Nie żyje górnik zasypany po wczorajszym wstrząsie w kopalni "Rydułtowy-Anna" niedalego Rybnika. Wczoraj wieczorem doszło tam do silnego tąpniecia. Zasypanych zostało czterech górników. Trzech z nich udało się uratować. Ratownicy i lekarze dotarli do ciała czwartego mężczyny.
Informację dostaliśmy od @Niko.
Do zawału doszło w czwartek około godziny 22:30 w wyrobisku na głębokości 1200 metrów.
W chwili wstrząsu pod ziemią znajdowało się ośmiu górników. Czterem z nich udało się wydostać o własnych siłach. Kolejnych trzech zostało wydobytych ze strefy zagrożenia przez ratowników. Dwóch z nich ma lekkie obrażenia, dostali się do szybu o własnych siłach. W przypadku trzeciego konieczna była pomoc ratowników.
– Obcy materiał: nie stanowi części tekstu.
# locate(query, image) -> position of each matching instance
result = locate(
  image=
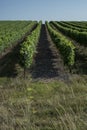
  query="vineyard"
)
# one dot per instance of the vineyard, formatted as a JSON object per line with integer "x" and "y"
{"x": 69, "y": 38}
{"x": 42, "y": 68}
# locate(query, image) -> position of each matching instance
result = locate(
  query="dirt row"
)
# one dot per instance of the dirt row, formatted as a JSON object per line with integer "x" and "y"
{"x": 48, "y": 64}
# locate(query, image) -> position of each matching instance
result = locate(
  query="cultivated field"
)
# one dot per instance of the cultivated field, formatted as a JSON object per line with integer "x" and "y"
{"x": 43, "y": 75}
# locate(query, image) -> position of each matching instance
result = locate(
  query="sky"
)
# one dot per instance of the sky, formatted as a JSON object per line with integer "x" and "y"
{"x": 65, "y": 10}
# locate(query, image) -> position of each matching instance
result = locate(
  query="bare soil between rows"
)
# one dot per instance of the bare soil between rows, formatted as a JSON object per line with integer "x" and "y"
{"x": 48, "y": 63}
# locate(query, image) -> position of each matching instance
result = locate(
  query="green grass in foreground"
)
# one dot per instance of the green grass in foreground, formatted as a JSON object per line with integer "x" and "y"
{"x": 55, "y": 105}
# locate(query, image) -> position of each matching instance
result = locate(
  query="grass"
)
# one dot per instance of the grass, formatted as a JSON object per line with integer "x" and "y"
{"x": 55, "y": 105}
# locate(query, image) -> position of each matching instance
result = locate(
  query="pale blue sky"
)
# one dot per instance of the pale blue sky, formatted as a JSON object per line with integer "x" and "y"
{"x": 43, "y": 10}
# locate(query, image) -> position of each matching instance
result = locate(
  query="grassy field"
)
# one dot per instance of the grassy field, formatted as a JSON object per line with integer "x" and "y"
{"x": 42, "y": 105}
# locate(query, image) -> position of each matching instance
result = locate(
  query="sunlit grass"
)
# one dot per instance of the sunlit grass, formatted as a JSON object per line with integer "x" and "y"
{"x": 55, "y": 105}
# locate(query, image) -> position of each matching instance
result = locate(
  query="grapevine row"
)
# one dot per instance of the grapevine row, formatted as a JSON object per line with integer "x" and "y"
{"x": 80, "y": 37}
{"x": 66, "y": 47}
{"x": 12, "y": 31}
{"x": 28, "y": 47}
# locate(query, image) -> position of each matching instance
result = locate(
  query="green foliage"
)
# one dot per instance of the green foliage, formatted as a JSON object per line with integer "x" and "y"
{"x": 75, "y": 34}
{"x": 28, "y": 48}
{"x": 11, "y": 31}
{"x": 66, "y": 47}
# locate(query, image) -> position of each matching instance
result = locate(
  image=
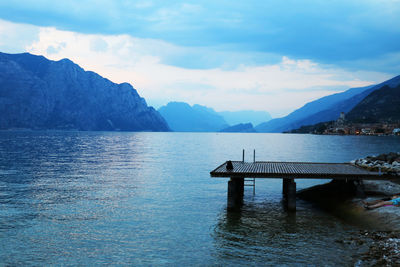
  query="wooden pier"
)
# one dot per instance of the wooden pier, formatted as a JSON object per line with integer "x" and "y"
{"x": 288, "y": 172}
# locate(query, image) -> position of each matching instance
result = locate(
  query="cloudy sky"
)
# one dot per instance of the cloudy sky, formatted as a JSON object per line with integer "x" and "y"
{"x": 228, "y": 55}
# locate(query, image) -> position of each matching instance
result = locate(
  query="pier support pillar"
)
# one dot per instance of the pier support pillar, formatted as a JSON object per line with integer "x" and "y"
{"x": 291, "y": 195}
{"x": 285, "y": 185}
{"x": 235, "y": 193}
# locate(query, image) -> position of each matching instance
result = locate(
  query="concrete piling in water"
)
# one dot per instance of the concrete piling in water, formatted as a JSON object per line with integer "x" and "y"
{"x": 235, "y": 193}
{"x": 291, "y": 195}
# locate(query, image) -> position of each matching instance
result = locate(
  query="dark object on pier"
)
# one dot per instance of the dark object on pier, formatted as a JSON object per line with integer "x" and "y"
{"x": 229, "y": 165}
{"x": 288, "y": 171}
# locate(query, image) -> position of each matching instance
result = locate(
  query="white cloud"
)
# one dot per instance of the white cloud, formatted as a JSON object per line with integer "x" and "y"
{"x": 278, "y": 88}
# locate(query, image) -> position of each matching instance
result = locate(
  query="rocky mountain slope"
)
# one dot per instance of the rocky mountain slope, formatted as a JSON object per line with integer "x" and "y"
{"x": 324, "y": 109}
{"x": 38, "y": 93}
{"x": 382, "y": 105}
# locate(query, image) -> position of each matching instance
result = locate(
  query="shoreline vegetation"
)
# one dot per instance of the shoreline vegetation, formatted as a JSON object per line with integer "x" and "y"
{"x": 379, "y": 243}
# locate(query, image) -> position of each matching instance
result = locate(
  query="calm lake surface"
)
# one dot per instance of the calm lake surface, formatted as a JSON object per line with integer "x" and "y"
{"x": 89, "y": 198}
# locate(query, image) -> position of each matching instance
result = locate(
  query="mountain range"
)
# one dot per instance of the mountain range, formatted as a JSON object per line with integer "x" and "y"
{"x": 37, "y": 93}
{"x": 182, "y": 117}
{"x": 324, "y": 109}
{"x": 382, "y": 105}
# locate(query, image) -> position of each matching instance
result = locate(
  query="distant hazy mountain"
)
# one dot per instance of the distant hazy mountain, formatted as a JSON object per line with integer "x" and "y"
{"x": 382, "y": 105}
{"x": 240, "y": 128}
{"x": 38, "y": 93}
{"x": 324, "y": 109}
{"x": 182, "y": 117}
{"x": 245, "y": 116}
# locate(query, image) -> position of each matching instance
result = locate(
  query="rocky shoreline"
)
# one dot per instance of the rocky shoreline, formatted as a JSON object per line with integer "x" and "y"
{"x": 384, "y": 162}
{"x": 378, "y": 244}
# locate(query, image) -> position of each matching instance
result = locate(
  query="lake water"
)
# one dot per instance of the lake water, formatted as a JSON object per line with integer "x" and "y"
{"x": 89, "y": 198}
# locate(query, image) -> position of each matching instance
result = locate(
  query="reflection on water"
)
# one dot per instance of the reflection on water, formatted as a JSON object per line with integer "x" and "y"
{"x": 268, "y": 235}
{"x": 90, "y": 198}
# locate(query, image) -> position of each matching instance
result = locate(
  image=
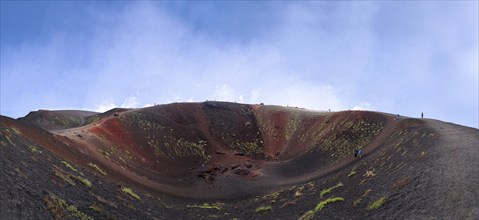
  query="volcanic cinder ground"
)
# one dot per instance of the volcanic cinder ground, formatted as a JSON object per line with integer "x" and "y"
{"x": 219, "y": 160}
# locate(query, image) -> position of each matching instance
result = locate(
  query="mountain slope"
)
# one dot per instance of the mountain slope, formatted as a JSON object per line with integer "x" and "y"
{"x": 225, "y": 160}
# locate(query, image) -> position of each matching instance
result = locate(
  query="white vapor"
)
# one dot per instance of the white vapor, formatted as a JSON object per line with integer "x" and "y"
{"x": 316, "y": 55}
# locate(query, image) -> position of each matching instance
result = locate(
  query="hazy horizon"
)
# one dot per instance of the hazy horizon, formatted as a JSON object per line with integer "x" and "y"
{"x": 396, "y": 57}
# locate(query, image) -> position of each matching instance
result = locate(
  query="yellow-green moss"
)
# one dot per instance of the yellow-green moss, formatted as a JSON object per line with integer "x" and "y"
{"x": 376, "y": 204}
{"x": 130, "y": 192}
{"x": 217, "y": 206}
{"x": 263, "y": 209}
{"x": 328, "y": 190}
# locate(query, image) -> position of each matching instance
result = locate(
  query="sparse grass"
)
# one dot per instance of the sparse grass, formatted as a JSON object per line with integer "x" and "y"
{"x": 366, "y": 192}
{"x": 311, "y": 213}
{"x": 69, "y": 166}
{"x": 62, "y": 210}
{"x": 322, "y": 204}
{"x": 308, "y": 215}
{"x": 263, "y": 209}
{"x": 356, "y": 202}
{"x": 353, "y": 172}
{"x": 63, "y": 175}
{"x": 130, "y": 192}
{"x": 97, "y": 168}
{"x": 369, "y": 173}
{"x": 376, "y": 204}
{"x": 328, "y": 190}
{"x": 83, "y": 180}
{"x": 217, "y": 206}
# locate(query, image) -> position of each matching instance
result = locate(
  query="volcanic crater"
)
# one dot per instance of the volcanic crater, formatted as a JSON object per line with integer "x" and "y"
{"x": 227, "y": 160}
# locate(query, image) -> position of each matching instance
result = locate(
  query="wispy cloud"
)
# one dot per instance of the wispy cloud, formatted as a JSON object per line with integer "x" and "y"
{"x": 396, "y": 57}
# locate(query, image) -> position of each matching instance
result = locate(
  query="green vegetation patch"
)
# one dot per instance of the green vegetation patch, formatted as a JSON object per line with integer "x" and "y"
{"x": 328, "y": 190}
{"x": 62, "y": 210}
{"x": 353, "y": 172}
{"x": 70, "y": 166}
{"x": 311, "y": 213}
{"x": 263, "y": 209}
{"x": 217, "y": 206}
{"x": 376, "y": 204}
{"x": 94, "y": 166}
{"x": 130, "y": 192}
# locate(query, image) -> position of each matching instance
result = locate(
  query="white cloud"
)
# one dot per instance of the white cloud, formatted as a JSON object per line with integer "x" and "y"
{"x": 363, "y": 106}
{"x": 130, "y": 102}
{"x": 105, "y": 105}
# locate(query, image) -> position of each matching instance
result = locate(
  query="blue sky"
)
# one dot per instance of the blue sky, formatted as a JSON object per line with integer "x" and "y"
{"x": 396, "y": 57}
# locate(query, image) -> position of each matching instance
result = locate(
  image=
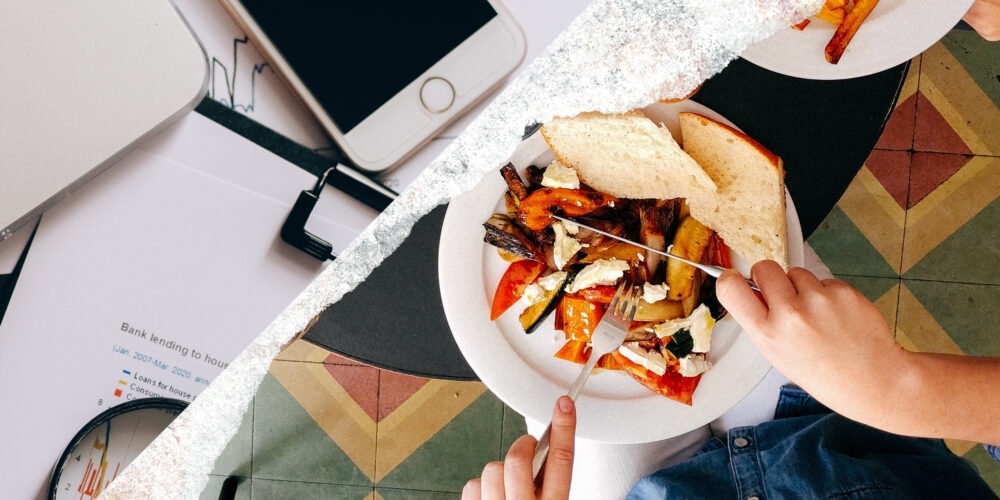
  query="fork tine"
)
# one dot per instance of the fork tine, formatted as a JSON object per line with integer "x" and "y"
{"x": 616, "y": 300}
{"x": 626, "y": 301}
{"x": 633, "y": 304}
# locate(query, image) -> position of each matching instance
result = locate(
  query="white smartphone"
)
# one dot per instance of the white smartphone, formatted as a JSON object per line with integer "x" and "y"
{"x": 383, "y": 77}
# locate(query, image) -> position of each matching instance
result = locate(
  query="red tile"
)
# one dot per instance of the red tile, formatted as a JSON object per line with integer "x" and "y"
{"x": 898, "y": 133}
{"x": 394, "y": 390}
{"x": 929, "y": 170}
{"x": 892, "y": 169}
{"x": 932, "y": 133}
{"x": 360, "y": 382}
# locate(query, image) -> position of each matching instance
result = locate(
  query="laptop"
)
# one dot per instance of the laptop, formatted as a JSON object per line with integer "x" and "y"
{"x": 81, "y": 84}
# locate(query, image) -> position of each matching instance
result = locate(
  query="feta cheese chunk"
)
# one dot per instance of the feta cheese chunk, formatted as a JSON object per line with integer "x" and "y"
{"x": 535, "y": 292}
{"x": 654, "y": 293}
{"x": 551, "y": 281}
{"x": 699, "y": 324}
{"x": 559, "y": 175}
{"x": 650, "y": 360}
{"x": 564, "y": 247}
{"x": 600, "y": 272}
{"x": 693, "y": 364}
Mężczyzna trafił do szpitala. Jego stan jest poważny, ale zdaniem lekarzy nie można mówić o zagrożeniu życia i zdrowia.
Ratownicy nie mieli kontaktu z czwartym zasypanym górnikiem. Udało im się jednak zlokalizować miejsce, w którym znajdował się mężczyzna. Gdy przybyli na miejsce, lekarz stwierdził zgon.